Their fate may be uncovered in the wake of the Bosnian offensive, which has yielded thousands of documents abandoned by Serb forces as well as what may be many mass graves, including one close to Mr Kestic's position. We were not allowed to visit it, as it was too close to the front line, but down the road towards Kljuc, we visited another site in a wood.
The dark mud had been turned over to expose a single shoe and a clothed skeleton. The government is expected to excavate the area, as well as a small field in the village of Prhovo which we were also barred from visiting.
A soldier led journalists to the site in Prhovo, weeping as he described witnessing the massacre of his family. "I watched from the woods as they bulldozed the corpses into the ground in front of our house," said Senad Medanovic, 25. The only thing he has left to remind him of his family is a small medallion with two hearts and the name of his sister, Enesa. The family of her boyfriend saved it for him.
Skulls and other remains have been found as local officials begin inspecting five possible mass graves around Kljuc.

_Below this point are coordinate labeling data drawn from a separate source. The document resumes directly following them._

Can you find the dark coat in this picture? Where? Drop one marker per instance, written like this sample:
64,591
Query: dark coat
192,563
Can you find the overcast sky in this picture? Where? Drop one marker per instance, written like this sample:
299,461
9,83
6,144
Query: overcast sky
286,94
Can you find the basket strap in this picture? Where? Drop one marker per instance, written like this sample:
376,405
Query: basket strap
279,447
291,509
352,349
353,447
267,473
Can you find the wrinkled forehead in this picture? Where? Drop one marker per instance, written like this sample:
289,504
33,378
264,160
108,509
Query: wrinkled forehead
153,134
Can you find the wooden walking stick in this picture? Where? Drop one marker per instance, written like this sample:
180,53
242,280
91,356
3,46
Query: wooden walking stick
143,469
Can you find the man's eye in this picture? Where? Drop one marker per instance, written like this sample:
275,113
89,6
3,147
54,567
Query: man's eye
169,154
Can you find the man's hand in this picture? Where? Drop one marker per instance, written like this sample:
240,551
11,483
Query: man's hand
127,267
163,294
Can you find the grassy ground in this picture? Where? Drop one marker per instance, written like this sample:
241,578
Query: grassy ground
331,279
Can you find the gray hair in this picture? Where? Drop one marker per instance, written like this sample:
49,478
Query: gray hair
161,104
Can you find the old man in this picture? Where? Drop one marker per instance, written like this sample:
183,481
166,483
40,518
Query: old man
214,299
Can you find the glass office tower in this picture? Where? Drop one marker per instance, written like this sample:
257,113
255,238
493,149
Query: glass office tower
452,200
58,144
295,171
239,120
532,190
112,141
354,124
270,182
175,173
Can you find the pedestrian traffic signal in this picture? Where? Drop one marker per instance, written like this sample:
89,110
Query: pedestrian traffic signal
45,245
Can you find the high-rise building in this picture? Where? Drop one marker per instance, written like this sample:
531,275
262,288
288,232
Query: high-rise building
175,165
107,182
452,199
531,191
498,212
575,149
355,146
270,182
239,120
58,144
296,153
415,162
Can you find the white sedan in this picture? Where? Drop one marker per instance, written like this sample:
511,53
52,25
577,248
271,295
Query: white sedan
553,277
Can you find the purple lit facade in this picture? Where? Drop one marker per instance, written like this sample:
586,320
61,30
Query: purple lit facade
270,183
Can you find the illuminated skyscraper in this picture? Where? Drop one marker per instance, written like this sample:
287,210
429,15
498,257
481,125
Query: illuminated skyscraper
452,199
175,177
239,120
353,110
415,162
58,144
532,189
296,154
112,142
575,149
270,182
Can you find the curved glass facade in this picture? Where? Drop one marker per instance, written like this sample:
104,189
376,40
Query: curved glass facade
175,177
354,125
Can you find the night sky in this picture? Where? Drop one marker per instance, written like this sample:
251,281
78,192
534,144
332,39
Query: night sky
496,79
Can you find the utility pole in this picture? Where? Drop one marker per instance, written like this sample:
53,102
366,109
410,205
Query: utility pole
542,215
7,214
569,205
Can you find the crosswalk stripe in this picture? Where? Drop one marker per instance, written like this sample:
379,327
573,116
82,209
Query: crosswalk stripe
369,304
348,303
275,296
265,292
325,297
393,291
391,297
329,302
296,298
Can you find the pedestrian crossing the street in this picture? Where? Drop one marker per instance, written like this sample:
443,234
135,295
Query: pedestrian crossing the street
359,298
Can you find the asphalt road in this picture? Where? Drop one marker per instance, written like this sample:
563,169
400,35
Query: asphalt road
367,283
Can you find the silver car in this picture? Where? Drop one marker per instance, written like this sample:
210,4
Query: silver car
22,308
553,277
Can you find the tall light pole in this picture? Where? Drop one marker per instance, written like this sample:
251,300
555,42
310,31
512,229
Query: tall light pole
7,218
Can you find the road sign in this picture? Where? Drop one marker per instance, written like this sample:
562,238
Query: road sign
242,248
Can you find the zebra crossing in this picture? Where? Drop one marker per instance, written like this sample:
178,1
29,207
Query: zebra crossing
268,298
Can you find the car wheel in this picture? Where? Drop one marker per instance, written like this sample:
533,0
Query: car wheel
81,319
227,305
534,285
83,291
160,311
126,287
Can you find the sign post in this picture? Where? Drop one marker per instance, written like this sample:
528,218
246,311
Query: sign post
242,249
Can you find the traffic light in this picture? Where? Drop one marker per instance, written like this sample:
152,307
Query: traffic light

Light digging has begun at the one site and a Bosnian government commission is working out a plan to investigate the entire area. Chris Gunness, a UN spokesman in Zagreb, said the local authorities told UN military observers that there were 40 possible mass grave sites in the area. "When we fled it was dusk, everything smelt of smoke," Mr Kestic said. "When we came back, all we could think about was to keep marching forward. We knew the people we were fighting were those who had torched our villages. At each village we reached, everyone had a picture in his mind of what had happened."